I am going to use Nginx as only webserver, and only for dynamic content. All my static content is delivered by a CDN.
nginx runs dynamic content by 'reverse proxying' to a fastcgi server. the php-cgi package in most distributions include fast-cgi mode, where php will startup a small fcgi server you can connect nginx too.
This separation lets you do clever things:
Updated: Per comments below, here are some links:
fastcgi_pass param - This is how you instruct nginx to pass a request to a fastcgi server. FastCGI works by passing variables (that intentionally look like CGI environment variables), but allow you to communicate any arbitrary data from the front end to the backend. In the debian distribution (and in the source distribution too, iirc) there is a fastcgi.conf file that includes all the default paramaters most toolkits need to get off the ground
Upstream Module - The Upstream module allows you to define multiple upstream servers that can be other web servers, fastcgi servers, or what not. The fastcgi_pass module includes a short example that uses upstream. Note that on a single-host system, you can even use unix domain sockets, and incur no TCP/IP overhead!
PHPFCGI Example - This outlines a complete sample configuration. I personally am a fan of daemontools (or runit, if your not a djb fan), and have written very simple wrappers to run php-fcgi under process supervision (which will restart if it abnormally terminates), but the script provided on that page is a SysV-style script you can toss in /etc/init.d/ and add the appropriate links in /etc/rcX.d/. In the script on that page, there are a few variables you can tweak to adjust the environment that your fcgi application runs as.
Virtual Hosting is facilitated with 'server' sections:
See The section on server_name for additional details, the rest of that page has a lot of information on how the corehttp module can be configured.

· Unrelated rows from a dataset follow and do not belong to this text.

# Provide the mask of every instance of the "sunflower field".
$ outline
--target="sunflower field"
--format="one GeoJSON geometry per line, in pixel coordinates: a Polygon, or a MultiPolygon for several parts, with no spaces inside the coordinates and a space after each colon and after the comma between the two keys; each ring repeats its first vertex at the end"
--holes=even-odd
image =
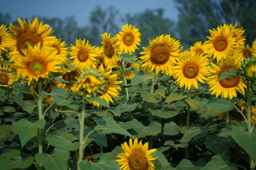
{"type": "Polygon", "coordinates": [[[224,24],[188,49],[132,24],[102,46],[0,26],[0,169],[255,169],[256,40],[224,24]],[[139,48],[140,47],[140,48],[139,48]]]}

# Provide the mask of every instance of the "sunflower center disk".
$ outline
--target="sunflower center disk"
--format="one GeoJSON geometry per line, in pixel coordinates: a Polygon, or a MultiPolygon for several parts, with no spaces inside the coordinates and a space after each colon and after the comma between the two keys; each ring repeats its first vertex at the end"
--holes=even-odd
{"type": "Polygon", "coordinates": [[[135,152],[131,154],[128,158],[128,164],[132,170],[146,170],[148,167],[145,154],[140,152],[135,152]]]}
{"type": "Polygon", "coordinates": [[[40,75],[45,72],[45,66],[42,60],[34,60],[29,64],[30,72],[36,76],[40,75]]]}
{"type": "MultiPolygon", "coordinates": [[[[227,68],[223,70],[218,74],[218,77],[222,73],[228,71],[230,68],[227,68]]],[[[237,86],[240,81],[240,78],[236,76],[230,76],[223,80],[220,81],[220,84],[224,88],[232,88],[237,86]]]]}
{"type": "Polygon", "coordinates": [[[9,77],[5,73],[0,73],[0,83],[6,84],[9,81],[9,77]]]}
{"type": "Polygon", "coordinates": [[[168,49],[164,46],[157,46],[154,48],[151,52],[150,60],[157,64],[166,63],[170,58],[168,49]]]}
{"type": "Polygon", "coordinates": [[[78,51],[77,53],[77,59],[81,62],[85,62],[89,58],[88,53],[84,51],[84,50],[81,49],[78,51]]]}
{"type": "Polygon", "coordinates": [[[251,51],[250,51],[249,50],[244,49],[243,50],[243,55],[244,56],[244,57],[248,59],[248,58],[252,57],[252,54],[251,51]]]}
{"type": "Polygon", "coordinates": [[[32,32],[23,33],[17,40],[17,48],[20,53],[24,55],[21,50],[25,50],[29,45],[34,46],[39,42],[41,42],[41,45],[43,45],[43,41],[38,34],[32,32]]]}
{"type": "Polygon", "coordinates": [[[130,46],[132,45],[134,41],[134,38],[133,35],[127,34],[123,37],[123,42],[127,45],[130,46]]]}
{"type": "Polygon", "coordinates": [[[223,36],[216,37],[213,42],[213,46],[217,51],[225,50],[228,45],[227,39],[223,36]]]}
{"type": "Polygon", "coordinates": [[[115,53],[114,48],[111,43],[107,42],[104,46],[104,52],[108,58],[112,58],[115,53]]]}
{"type": "Polygon", "coordinates": [[[198,67],[195,64],[187,64],[182,68],[183,74],[188,78],[195,78],[199,72],[198,67]]]}

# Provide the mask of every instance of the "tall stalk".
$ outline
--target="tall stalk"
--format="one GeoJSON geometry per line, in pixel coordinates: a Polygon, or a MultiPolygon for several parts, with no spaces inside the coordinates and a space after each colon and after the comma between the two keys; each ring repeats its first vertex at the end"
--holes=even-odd
{"type": "Polygon", "coordinates": [[[83,98],[83,106],[82,106],[82,113],[81,117],[79,117],[79,124],[80,124],[80,133],[79,133],[79,150],[78,153],[78,159],[77,162],[77,169],[80,170],[79,163],[82,160],[83,156],[84,155],[84,117],[85,117],[85,99],[83,98]]]}

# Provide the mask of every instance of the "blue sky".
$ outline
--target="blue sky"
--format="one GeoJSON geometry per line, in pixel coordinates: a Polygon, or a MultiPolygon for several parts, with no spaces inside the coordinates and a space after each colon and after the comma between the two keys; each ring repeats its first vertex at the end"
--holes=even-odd
{"type": "Polygon", "coordinates": [[[145,9],[163,8],[164,17],[177,20],[178,11],[175,0],[1,0],[0,11],[9,13],[12,20],[17,17],[41,16],[60,17],[74,15],[78,25],[88,24],[90,12],[98,4],[103,8],[114,5],[121,15],[136,13],[145,9]]]}

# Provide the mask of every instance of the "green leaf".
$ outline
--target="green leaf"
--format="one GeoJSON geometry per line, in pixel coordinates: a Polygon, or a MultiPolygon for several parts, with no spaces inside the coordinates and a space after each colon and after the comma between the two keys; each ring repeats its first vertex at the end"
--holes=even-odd
{"type": "Polygon", "coordinates": [[[100,131],[104,134],[116,133],[131,138],[134,138],[125,129],[121,127],[111,117],[99,118],[96,120],[97,127],[94,128],[96,131],[100,131]]]}
{"type": "Polygon", "coordinates": [[[186,97],[188,97],[188,96],[186,95],[172,93],[168,96],[168,97],[167,97],[167,99],[165,100],[164,103],[171,103],[175,101],[180,101],[186,97]]]}
{"type": "Polygon", "coordinates": [[[157,158],[157,160],[161,163],[161,169],[174,169],[169,164],[169,162],[166,160],[164,155],[162,152],[157,150],[153,152],[154,157],[157,158]]]}
{"type": "Polygon", "coordinates": [[[22,118],[13,124],[13,132],[19,134],[21,146],[23,147],[27,142],[35,137],[38,131],[36,123],[31,123],[27,119],[22,118]]]}
{"type": "Polygon", "coordinates": [[[26,169],[33,164],[33,161],[32,157],[22,159],[19,150],[12,150],[0,155],[0,169],[26,169]]]}
{"type": "Polygon", "coordinates": [[[151,94],[148,91],[142,92],[141,96],[145,101],[148,103],[158,103],[162,101],[162,97],[160,95],[151,94]]]}
{"type": "Polygon", "coordinates": [[[60,135],[46,135],[45,139],[51,145],[63,150],[74,151],[79,148],[78,142],[72,143],[76,137],[67,132],[63,132],[60,135]]]}
{"type": "Polygon", "coordinates": [[[137,138],[144,138],[147,136],[156,136],[162,131],[162,125],[160,123],[153,122],[148,126],[144,126],[134,128],[137,132],[137,138]]]}
{"type": "Polygon", "coordinates": [[[217,81],[221,81],[227,77],[236,76],[237,74],[237,70],[235,68],[232,68],[228,69],[227,71],[223,72],[218,78],[217,81]]]}
{"type": "Polygon", "coordinates": [[[152,115],[157,116],[158,117],[163,118],[173,117],[177,115],[180,112],[179,110],[167,110],[167,111],[164,111],[163,110],[157,110],[151,109],[148,110],[150,111],[151,114],[152,114],[152,115]]]}
{"type": "Polygon", "coordinates": [[[179,165],[176,167],[176,170],[196,170],[201,169],[202,166],[200,166],[196,162],[193,162],[191,160],[183,159],[179,165]]]}
{"type": "Polygon", "coordinates": [[[45,170],[63,170],[68,169],[68,151],[55,148],[50,155],[36,153],[35,159],[36,163],[42,164],[45,170]]]}
{"type": "Polygon", "coordinates": [[[149,79],[153,78],[154,76],[154,72],[150,72],[148,74],[144,74],[143,71],[140,71],[135,74],[135,76],[132,80],[131,83],[132,85],[136,85],[145,82],[149,79]]]}
{"type": "Polygon", "coordinates": [[[231,137],[246,153],[256,160],[256,134],[249,133],[242,126],[234,126],[231,131],[231,137]]]}
{"type": "Polygon", "coordinates": [[[175,135],[180,132],[180,127],[174,122],[166,123],[164,125],[163,134],[165,135],[175,135]]]}
{"type": "Polygon", "coordinates": [[[216,155],[212,157],[202,170],[237,170],[234,165],[228,161],[228,159],[225,155],[216,155]]]}
{"type": "Polygon", "coordinates": [[[113,157],[107,154],[104,154],[100,157],[97,163],[90,163],[86,160],[82,160],[79,164],[81,169],[90,170],[116,170],[119,169],[119,165],[115,161],[113,157]]]}
{"type": "Polygon", "coordinates": [[[195,110],[198,110],[200,106],[200,101],[196,99],[186,99],[185,101],[189,104],[190,107],[193,108],[195,110]]]}
{"type": "Polygon", "coordinates": [[[215,154],[222,154],[227,151],[232,143],[228,139],[210,134],[205,138],[205,146],[215,154]]]}

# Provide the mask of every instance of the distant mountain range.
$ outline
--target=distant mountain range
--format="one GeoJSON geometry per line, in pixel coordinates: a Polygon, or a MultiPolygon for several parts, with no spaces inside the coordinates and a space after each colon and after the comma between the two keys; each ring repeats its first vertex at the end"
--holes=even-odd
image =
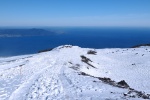
{"type": "Polygon", "coordinates": [[[0,37],[46,36],[55,32],[45,29],[0,29],[0,37]]]}

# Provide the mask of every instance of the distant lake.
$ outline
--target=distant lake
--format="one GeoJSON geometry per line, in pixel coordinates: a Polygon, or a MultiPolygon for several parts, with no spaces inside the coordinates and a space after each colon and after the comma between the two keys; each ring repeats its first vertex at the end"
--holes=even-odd
{"type": "Polygon", "coordinates": [[[37,53],[70,44],[85,48],[128,48],[150,43],[150,28],[49,27],[52,36],[0,37],[0,57],[37,53]]]}

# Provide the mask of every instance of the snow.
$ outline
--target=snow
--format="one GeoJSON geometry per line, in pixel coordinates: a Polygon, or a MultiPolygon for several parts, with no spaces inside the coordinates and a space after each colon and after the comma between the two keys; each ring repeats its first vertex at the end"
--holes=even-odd
{"type": "Polygon", "coordinates": [[[142,100],[136,92],[129,93],[129,88],[98,78],[110,78],[115,84],[125,80],[130,88],[149,96],[149,59],[149,47],[90,49],[70,45],[0,58],[0,100],[142,100]],[[96,55],[87,54],[89,50],[96,55]],[[82,61],[82,55],[91,61],[82,61]]]}

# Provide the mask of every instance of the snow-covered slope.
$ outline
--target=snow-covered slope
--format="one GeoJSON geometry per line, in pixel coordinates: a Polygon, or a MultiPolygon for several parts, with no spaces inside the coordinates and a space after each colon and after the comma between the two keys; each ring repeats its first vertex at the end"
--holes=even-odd
{"type": "Polygon", "coordinates": [[[150,48],[52,51],[0,58],[0,100],[150,99],[150,48]]]}

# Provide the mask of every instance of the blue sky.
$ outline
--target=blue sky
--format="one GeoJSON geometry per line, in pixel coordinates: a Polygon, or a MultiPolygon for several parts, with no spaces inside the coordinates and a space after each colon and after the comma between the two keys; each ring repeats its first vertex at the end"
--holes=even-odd
{"type": "Polygon", "coordinates": [[[0,26],[150,27],[150,0],[0,0],[0,26]]]}

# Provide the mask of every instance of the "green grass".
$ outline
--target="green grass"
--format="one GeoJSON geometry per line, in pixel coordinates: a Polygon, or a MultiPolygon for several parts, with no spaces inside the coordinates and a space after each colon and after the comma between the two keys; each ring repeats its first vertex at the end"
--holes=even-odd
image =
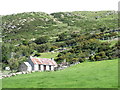
{"type": "Polygon", "coordinates": [[[118,60],[85,62],[55,72],[35,72],[2,80],[3,88],[117,88],[118,60]]]}
{"type": "Polygon", "coordinates": [[[52,53],[52,52],[47,52],[47,53],[40,53],[41,58],[55,58],[58,55],[58,52],[52,53]]]}

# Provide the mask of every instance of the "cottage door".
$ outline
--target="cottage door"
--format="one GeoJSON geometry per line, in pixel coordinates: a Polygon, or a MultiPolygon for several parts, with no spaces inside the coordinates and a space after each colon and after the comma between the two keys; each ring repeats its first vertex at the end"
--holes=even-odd
{"type": "Polygon", "coordinates": [[[44,65],[44,71],[46,70],[46,65],[44,65]]]}
{"type": "Polygon", "coordinates": [[[41,65],[39,65],[39,70],[41,70],[41,65]]]}

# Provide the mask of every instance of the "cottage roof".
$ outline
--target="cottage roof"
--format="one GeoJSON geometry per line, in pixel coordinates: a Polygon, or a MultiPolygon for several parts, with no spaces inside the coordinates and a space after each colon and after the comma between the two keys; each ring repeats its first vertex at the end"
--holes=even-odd
{"type": "Polygon", "coordinates": [[[24,64],[28,67],[31,67],[31,65],[28,62],[24,62],[24,64]]]}
{"type": "Polygon", "coordinates": [[[54,60],[49,59],[49,58],[30,57],[30,59],[34,64],[57,66],[57,63],[54,60]]]}

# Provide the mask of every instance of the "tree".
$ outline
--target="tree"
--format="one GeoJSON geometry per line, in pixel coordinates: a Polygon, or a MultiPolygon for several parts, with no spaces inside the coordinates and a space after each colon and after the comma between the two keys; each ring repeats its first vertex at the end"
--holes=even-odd
{"type": "Polygon", "coordinates": [[[43,37],[39,37],[37,38],[34,42],[36,44],[43,44],[43,43],[47,43],[49,40],[49,37],[48,36],[43,36],[43,37]]]}

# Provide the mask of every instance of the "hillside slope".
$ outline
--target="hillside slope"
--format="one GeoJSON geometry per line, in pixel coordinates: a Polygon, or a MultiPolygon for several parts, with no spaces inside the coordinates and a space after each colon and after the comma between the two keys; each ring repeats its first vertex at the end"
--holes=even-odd
{"type": "Polygon", "coordinates": [[[99,32],[99,28],[117,28],[118,14],[115,11],[77,11],[46,14],[29,12],[2,17],[3,41],[12,44],[40,36],[54,37],[62,32],[99,32]]]}
{"type": "Polygon", "coordinates": [[[85,62],[55,72],[5,78],[3,88],[117,88],[118,60],[85,62]]]}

In terms of security, Igor (lead developer) takes security seriously, and frequently participates on their very active mailing list. Here's a list of acknowledged security problems , and here's a list to their mailing list archive
I do run nginx with php-fcgi on high-loaded server it works totally amazing.
Security is a thing that you actually create yourself. Always. Please don't make a mistake by relying on some software that will magically protect you when it comes to real problems. It won't. Good coding and administrating will.
I was under the impression that Nginx is only able to serve static content? This makes php a "mission impossible"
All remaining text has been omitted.